Nie przegrywają też żadnych innych, bo rezerwy nadal są niepokonane w Betcris IV lidze. - Pod kątem mentalnym to jest fajna rzecz, bo znowu nie straciliśmy gola z gry. Broniliśmy nieźle, realizowaliśmy plan, szybko odbieraliśmy piłkę przeciwnikowi. Oprócz początkowego chaosu, którego się spodziewaliśmy, nasza organizacja pozwoliła nam na to, żeby kontrolować mecz i czekać na kolejne szanse. Czasem jest tak, że piłka nie chce wpaść. Ważne, że wpadła w tej ostatniej akcji - podkreślił trener.

 

Pierwszy raz wiosną na boisku zameldowali się Daniel Chwałowski i Mateusz Kempski, którzy stracili ostatnie tygodnie z powodu urazów. - W minionej rundzie to byli kluczowi zawodnicy, więc cieszymy się z ich powrotu, ale każdy musi wywalczyć sobie miejsce na boisku.
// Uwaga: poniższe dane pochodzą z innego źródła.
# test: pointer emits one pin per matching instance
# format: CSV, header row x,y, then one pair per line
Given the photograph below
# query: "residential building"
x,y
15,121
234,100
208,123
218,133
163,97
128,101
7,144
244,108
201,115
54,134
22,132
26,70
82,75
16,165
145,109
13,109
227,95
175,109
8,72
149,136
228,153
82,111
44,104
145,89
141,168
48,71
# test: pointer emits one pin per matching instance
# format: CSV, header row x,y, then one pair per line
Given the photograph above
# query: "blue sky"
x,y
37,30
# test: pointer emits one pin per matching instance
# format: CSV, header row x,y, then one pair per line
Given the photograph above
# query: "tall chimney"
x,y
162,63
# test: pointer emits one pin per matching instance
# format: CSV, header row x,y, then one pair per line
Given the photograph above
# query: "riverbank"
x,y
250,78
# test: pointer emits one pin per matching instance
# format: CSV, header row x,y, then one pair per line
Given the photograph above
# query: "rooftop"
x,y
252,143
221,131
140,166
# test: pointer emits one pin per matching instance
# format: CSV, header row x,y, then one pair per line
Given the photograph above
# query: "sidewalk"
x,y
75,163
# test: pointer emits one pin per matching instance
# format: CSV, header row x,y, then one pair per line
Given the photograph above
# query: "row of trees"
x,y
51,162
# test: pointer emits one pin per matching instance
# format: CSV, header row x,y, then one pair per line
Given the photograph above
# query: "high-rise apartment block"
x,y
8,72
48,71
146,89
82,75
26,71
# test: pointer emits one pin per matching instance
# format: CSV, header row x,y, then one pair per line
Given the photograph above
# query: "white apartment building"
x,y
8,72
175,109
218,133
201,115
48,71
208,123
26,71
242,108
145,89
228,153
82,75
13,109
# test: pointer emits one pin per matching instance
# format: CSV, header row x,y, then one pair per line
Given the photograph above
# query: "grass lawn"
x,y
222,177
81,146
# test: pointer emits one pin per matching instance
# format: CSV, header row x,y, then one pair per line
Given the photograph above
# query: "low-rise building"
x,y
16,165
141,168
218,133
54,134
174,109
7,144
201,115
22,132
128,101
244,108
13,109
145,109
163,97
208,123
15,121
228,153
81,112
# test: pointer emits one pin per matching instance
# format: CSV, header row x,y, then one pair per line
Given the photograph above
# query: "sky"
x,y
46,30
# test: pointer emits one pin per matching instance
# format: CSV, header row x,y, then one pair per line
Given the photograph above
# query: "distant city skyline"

W treningu widać ogromne zaangażowanie, ostatni mikrocykl był na najwyższym poziomie, tak samo jak rywalizacja. Tym bardziej wielka szkoda, że piłka nożna jest takim sportem, w którym za efekty artystyczne nie dostaje się punktów. Czasem po prostu trzeba wcisnąć tę piłkę do siatki. Wyjątkowe zespoły mają w sobie to, że to potrafią, dlatego mam szacunek do zawodników, że to zrobili - zaznaczył opiekun.

 

Teraz przed Widzewem mecz z GKS-em Bełchatów. - Każdy mecz jest za trzy punkty. Gdybyśmy dzisiaj wygrali, mielibyśmy trzy, zremisowaliśmy, więc mamy jeden. Tak samo będzie z Bełchatowem. Zarówno to nasze spotkanie, jak i ostatnie GKS-u z Kutnem pokazały, że trzeba być skoncentrowanym w każdej minucie, bo sytuacja może się szybko odwrócić. W rundzie rewanżowej nie będzie łatwych punktów, wszystkie trzeba będzie wydrzeć i wywalczyć. My chcemy to zrobić trochę inaczej - chcemy mieć chłodną głowę i gorące serce. Działać w sposób zorganizowany, ale również taki, żeby nie brakowało elementów walki. To było widać - zakończył trener Czubak.